When you think of “adventure travel,” what crosses your mind?

  • Hiking?
  • White water rafting?
  • Scuba diving?
  • Something as sedentary as a cruise ship or land rover safari?

Those ideas lose their “adventure” status when you compare them to galloping on a horse in Africa with a zebra and wildebeest racing along side you, or quietly observing the elephant and giraffe.

How can a traveler visit the remote parts of the world’s most beautiful and interesting places while . . .

  • Practicing a fascinating sport
  • Avoiding polluting
  • Keeping in harmony with history and nature
  • Being free to explore exotic locations
  • Making friends in remote places, and
  • Sharing the experience with a willing animal?

Have you ever considered the tremendous advantages of adventure travel on horseback? A horse can take you to beautiful and remote places which are difficult to reach in any other way. At the same time, you can practice a challenging sport which has been a favorite of mankind for millennia.

Destinations like Africa, Asia, Europe and South America offer a wonderful variety of adventure tours on horseback. Though comparatively little known to Americans, the British and particularly the French have highly developed the riding tour concept in many parts of the world. In many locations in the United States rights-of-way for horses have been lost, but many still exist in other countries.

Horses and horseback riding are deeply woven into the culture and history of most cultures from Argentina to Ireland. This is how our ancestors traveled and for those with a sense of history there is no more appropriate way to go. If you arrive in a foreign place on horseback, you will most likely be enthusiastically greeted by locals with waves and smiles which greatly facilitate meaningful contacts. Those who arrive by bus, on foot or on a bicycle are usually ignored. Horses are a great introduction and ice breaker almost anywhere.

If you seek a wilderness adventure, then horses are the way to go unless you want to walk and carry your equipment. Riding tours can take you from inn to inn, castle to castle, palace to palace or from one comfortable camp to another. Costs are very reasonably compared to biking or bus trips.

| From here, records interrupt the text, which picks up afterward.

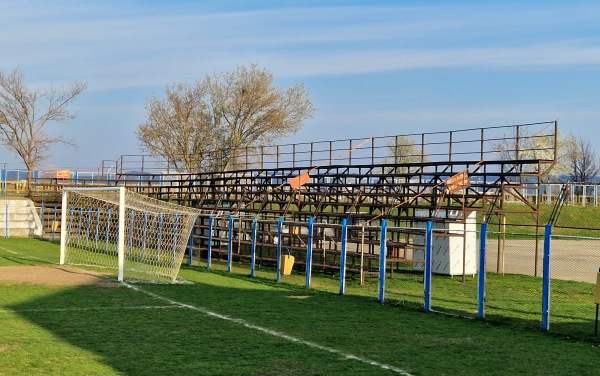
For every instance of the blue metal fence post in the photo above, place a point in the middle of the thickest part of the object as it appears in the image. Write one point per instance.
(54, 222)
(253, 247)
(209, 245)
(42, 219)
(96, 236)
(382, 255)
(3, 181)
(278, 267)
(311, 226)
(230, 243)
(191, 248)
(546, 280)
(343, 257)
(482, 252)
(428, 261)
(6, 219)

Horseback riding adventures vary widely in the skill and experience required to handle them safely. Most of these tours move out at all paces and include some good gallops so that one can cover 15 to 35 miles in a day. Beginners need several days of instruction before attempting even an easy trip, but those who are reasonably fit, not too overweight and have open minds can catch on very quickly. A week of intensive riding with good instruction can easily prepare most people for the less demanding adventures.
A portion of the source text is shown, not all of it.